The film involves two out-of-luck Texas Rangers who must arrest an old friend turned outlaw. The supporting cast features Lloyd Nolan, Edward Ellis, Jean Parker, and George "Gabby" Hayes. In February 2020, the film was shown at the 70th Berlin International Film Festival, as part of a retrospective dedicated to King Vidor's career.[4]
Sam, Jim and "Wahoo" are outlaws with a sweet racket. Wahoo is a stagecoach driver who feeds information of routes and cargoes of stagecoaches to his outlaw confederates Sam and Jim, who rob the stage and shoot at Wahoo to prove he has nothing to do with the robberies. The three split up one night when lawmen surround their camp and they make their escape but Sam is nowhere to be found.
Wahoo and Jim continue their racket until one day a Texas Ranger rides shotgun on the couch next to Wahoo. Jim is supposed to rob the stage when the stagecoach stops to water their mules but Wahoo has a feeling about the Ranger and won't let Jim rob the stage, instead bundling a mystified Jim on board as a paying passenger. Wahoo and Jim realise their lives have been saved when the Ranger quickly kills two other robbers.
Needing money and impressed by the Ranger's reputation, Jim and Wahoo join the Rangers with the pair planning to use the position to enrich themselves. When sent to locate cattle rustlers Jim and Wahoo discover they are led by Sam who agrees that teaming up to work both ends against the middle will make all of them rich. However Wahoo and Jim begin to have second thoughts when they take on a group of hostile Indians who have murdered the family of young David whom they look after. Jim gets a strong reputation among the Rangers when he saves their company from annihilation by a large Apache war party. Jim becomes so trusted he is sent to singlehandedly[5] brings a murdering town boss by arresting and prosecuting him. Jim originally plans to install Sam as the new town boss but changes his mind and has Sam promise to leave the area.

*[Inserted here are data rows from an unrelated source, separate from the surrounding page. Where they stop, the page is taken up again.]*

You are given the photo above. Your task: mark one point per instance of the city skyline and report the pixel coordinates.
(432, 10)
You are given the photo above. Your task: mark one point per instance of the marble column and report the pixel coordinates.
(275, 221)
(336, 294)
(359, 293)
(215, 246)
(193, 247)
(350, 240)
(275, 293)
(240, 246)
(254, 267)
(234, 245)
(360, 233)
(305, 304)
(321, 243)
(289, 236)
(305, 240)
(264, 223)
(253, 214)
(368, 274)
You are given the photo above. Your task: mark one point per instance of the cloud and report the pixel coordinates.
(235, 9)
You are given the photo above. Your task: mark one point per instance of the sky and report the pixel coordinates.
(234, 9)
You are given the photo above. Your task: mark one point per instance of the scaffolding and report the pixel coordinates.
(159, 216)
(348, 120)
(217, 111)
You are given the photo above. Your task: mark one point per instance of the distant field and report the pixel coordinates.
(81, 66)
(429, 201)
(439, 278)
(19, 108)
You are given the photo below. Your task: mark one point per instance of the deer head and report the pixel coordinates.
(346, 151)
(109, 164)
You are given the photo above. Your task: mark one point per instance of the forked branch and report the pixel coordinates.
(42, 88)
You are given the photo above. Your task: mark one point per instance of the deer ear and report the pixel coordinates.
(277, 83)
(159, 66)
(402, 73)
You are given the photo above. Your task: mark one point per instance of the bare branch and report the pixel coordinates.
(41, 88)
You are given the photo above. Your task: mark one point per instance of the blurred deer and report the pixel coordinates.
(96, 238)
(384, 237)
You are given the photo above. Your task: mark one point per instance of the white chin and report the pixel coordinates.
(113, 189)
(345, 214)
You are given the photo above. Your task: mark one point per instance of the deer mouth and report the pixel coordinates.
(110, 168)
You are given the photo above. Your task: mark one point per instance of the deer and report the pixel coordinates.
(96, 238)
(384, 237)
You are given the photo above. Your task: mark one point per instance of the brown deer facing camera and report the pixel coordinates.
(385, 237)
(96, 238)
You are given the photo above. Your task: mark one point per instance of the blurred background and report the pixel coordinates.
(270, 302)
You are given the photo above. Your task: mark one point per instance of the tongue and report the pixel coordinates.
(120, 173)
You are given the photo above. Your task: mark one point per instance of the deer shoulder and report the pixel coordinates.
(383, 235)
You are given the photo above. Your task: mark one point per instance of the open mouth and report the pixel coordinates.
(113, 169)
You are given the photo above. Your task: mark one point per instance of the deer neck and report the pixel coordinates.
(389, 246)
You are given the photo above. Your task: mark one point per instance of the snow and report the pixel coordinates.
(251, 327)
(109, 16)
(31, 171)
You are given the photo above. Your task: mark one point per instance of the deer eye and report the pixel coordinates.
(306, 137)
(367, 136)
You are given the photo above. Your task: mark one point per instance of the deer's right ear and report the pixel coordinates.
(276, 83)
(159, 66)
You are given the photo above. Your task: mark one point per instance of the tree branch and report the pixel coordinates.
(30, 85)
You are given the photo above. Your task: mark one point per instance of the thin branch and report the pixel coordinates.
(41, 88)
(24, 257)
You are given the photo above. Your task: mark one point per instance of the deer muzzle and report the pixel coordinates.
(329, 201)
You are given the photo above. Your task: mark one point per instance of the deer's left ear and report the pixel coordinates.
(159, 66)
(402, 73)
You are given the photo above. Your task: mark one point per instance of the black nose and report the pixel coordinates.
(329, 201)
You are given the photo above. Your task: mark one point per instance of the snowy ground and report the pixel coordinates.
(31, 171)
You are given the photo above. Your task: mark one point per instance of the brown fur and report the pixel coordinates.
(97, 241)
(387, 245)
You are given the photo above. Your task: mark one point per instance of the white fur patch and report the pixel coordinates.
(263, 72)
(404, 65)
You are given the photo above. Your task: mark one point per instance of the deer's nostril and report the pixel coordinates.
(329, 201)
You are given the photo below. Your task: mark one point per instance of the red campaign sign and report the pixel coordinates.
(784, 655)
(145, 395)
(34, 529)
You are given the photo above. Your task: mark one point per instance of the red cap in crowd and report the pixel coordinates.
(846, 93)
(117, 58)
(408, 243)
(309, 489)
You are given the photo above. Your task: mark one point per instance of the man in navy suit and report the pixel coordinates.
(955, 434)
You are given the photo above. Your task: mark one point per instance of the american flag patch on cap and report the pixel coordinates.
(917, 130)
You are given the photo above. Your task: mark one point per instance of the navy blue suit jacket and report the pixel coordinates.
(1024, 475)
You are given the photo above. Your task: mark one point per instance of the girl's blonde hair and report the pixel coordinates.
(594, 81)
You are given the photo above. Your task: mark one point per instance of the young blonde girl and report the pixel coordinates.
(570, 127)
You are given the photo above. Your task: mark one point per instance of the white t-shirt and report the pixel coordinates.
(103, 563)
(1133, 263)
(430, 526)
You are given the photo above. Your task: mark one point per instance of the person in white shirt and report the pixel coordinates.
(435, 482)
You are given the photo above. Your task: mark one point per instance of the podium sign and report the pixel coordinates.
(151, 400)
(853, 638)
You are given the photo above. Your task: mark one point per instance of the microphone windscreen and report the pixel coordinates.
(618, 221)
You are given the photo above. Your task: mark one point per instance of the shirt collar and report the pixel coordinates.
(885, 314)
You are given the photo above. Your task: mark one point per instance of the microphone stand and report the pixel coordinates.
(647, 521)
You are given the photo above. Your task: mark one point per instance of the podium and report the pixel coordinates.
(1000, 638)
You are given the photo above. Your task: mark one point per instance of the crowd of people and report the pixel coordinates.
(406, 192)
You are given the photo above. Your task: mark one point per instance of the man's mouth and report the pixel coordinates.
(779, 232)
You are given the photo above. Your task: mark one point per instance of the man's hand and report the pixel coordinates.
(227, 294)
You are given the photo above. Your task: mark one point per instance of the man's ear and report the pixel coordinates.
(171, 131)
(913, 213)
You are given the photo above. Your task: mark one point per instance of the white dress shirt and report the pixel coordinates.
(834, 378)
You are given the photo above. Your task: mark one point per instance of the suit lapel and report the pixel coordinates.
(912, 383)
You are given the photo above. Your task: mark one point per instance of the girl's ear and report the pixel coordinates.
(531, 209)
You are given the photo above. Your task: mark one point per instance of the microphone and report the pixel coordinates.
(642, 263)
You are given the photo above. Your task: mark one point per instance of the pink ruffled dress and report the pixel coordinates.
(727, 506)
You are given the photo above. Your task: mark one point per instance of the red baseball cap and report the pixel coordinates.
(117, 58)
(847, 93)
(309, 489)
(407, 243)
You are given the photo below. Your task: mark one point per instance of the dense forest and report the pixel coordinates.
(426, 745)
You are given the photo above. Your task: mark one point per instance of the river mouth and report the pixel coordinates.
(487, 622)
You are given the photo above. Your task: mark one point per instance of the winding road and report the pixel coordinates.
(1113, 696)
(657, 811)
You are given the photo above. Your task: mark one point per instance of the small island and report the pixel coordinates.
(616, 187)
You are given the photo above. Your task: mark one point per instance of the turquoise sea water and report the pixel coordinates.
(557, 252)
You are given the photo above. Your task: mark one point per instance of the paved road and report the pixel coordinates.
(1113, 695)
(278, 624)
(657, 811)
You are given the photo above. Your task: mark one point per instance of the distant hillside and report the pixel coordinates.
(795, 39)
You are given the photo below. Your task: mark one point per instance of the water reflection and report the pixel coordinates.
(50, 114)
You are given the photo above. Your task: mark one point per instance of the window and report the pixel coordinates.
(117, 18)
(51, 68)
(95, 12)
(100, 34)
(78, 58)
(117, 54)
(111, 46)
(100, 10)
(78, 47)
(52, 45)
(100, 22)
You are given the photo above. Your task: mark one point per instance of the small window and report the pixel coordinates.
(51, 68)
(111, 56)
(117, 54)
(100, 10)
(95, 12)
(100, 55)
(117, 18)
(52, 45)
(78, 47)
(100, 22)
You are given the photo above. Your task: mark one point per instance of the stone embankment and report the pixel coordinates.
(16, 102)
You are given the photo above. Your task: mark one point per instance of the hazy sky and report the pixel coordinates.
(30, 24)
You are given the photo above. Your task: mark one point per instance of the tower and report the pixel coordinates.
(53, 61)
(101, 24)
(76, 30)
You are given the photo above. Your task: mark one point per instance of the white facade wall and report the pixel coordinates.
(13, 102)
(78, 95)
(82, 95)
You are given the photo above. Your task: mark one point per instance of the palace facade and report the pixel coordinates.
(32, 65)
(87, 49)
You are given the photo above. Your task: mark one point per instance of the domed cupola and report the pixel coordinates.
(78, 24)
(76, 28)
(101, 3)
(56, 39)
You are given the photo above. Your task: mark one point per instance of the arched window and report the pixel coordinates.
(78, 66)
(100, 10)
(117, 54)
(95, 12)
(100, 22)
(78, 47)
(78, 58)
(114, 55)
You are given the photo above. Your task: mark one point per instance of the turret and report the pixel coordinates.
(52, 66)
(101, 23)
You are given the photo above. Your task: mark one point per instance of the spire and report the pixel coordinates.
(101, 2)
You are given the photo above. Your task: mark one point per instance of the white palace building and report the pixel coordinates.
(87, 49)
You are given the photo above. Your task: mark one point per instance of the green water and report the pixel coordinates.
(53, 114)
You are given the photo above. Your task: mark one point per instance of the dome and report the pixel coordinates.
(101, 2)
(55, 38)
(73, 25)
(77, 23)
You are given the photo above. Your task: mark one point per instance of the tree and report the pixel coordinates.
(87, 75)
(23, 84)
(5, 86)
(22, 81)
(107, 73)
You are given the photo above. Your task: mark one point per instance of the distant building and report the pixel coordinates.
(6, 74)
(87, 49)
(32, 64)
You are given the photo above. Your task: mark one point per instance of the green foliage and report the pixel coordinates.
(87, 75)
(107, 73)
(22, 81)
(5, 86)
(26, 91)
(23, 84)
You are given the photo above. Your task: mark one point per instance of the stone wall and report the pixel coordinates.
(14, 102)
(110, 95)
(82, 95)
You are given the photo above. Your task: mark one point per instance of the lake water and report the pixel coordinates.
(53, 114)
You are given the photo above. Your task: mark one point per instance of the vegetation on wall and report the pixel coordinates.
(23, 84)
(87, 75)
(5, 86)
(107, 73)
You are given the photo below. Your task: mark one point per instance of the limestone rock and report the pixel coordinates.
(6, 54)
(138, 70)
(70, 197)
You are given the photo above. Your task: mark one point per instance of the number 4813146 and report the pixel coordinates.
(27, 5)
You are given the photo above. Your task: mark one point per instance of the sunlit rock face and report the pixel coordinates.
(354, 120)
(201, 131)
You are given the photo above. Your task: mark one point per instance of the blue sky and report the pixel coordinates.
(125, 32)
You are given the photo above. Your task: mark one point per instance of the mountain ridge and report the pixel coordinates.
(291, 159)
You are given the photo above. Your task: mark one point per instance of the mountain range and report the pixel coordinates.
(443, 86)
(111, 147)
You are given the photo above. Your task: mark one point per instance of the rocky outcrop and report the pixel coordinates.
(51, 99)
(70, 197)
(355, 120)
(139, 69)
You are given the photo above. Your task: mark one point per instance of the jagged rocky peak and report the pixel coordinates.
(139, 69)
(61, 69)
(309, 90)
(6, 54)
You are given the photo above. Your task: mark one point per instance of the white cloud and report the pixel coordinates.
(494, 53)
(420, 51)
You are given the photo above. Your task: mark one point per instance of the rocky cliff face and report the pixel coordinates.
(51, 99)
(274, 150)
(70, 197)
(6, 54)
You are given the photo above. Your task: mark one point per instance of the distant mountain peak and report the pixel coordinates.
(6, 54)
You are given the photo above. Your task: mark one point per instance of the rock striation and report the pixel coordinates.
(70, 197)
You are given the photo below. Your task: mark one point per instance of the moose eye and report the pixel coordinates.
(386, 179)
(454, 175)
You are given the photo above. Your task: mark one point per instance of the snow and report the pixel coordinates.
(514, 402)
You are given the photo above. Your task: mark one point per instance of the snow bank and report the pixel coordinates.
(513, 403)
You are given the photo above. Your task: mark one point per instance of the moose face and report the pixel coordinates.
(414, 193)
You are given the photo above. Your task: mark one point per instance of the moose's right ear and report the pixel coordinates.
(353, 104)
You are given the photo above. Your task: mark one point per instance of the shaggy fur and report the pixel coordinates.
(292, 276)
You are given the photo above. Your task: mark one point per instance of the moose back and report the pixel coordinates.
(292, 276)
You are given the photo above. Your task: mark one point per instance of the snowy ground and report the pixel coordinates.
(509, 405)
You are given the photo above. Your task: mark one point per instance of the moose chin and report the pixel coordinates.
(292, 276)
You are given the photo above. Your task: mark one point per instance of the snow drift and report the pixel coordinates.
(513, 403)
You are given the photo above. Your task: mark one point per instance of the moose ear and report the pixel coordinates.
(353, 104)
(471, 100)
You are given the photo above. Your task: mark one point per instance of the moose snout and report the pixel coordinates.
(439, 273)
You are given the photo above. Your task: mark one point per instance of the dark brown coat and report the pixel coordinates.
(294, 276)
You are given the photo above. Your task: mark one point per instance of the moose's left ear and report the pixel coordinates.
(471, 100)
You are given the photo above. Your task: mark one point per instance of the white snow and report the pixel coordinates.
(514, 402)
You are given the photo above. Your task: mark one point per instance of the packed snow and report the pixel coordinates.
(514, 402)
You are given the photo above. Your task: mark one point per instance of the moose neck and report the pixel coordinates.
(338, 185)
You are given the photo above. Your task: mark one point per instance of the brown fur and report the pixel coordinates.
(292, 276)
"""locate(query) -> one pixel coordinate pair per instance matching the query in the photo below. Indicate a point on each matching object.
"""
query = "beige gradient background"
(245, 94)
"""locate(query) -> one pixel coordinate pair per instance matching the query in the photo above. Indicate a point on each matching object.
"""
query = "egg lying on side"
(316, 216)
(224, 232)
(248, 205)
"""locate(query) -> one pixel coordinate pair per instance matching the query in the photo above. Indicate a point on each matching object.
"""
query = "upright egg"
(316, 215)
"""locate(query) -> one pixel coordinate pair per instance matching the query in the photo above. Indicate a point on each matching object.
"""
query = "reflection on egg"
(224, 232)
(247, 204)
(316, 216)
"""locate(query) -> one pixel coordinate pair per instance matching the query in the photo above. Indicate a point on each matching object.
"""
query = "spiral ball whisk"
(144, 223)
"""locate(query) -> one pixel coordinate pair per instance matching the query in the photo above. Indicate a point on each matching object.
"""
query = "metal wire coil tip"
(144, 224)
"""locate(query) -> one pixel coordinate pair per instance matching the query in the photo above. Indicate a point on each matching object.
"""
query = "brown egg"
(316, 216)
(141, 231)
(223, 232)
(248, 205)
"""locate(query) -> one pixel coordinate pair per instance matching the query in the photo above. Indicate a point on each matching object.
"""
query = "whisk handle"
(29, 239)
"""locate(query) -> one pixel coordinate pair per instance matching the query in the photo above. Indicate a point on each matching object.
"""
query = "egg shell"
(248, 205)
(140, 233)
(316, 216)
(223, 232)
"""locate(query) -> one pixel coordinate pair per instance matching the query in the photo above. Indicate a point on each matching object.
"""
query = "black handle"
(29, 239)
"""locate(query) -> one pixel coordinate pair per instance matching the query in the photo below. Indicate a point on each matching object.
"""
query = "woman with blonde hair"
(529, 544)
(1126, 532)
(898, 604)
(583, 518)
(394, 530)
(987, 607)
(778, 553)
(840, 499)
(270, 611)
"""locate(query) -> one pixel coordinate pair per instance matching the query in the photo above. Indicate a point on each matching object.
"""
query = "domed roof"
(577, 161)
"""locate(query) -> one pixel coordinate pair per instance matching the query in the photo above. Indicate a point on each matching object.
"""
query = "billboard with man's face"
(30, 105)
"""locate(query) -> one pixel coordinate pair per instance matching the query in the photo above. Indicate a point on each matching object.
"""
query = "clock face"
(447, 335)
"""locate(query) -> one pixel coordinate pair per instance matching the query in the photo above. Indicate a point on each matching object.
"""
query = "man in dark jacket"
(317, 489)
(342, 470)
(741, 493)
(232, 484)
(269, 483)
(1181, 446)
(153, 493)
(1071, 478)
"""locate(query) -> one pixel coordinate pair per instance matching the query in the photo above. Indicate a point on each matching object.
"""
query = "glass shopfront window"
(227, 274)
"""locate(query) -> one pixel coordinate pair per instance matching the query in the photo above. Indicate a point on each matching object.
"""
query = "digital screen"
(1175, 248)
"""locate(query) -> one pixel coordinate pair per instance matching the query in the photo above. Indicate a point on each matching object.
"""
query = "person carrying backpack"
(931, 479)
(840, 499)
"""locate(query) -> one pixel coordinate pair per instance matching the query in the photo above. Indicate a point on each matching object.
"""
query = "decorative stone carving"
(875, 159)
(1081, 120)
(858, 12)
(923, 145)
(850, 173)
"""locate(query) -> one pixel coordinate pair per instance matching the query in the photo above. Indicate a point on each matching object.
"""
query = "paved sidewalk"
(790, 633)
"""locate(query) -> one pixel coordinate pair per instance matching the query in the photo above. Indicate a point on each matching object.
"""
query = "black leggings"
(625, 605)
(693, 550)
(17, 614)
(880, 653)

Sam begins a reign of terror but Jim seems too noticeably reluctant to bring him to justice.
Writing for The Spectator in 1936, Graham Greene gave the film a neutral review. While favorably comparing King Vidor's direction to D. W. Griffith, Greene noted that "the story gets in the way" effectively reducing the epic quality of the drama.[6]
The film was followed by a sequel in 1940 called The Texas Rangers Ride Again with a new cast. The film was also remade in 1949 as Streets of Laredo.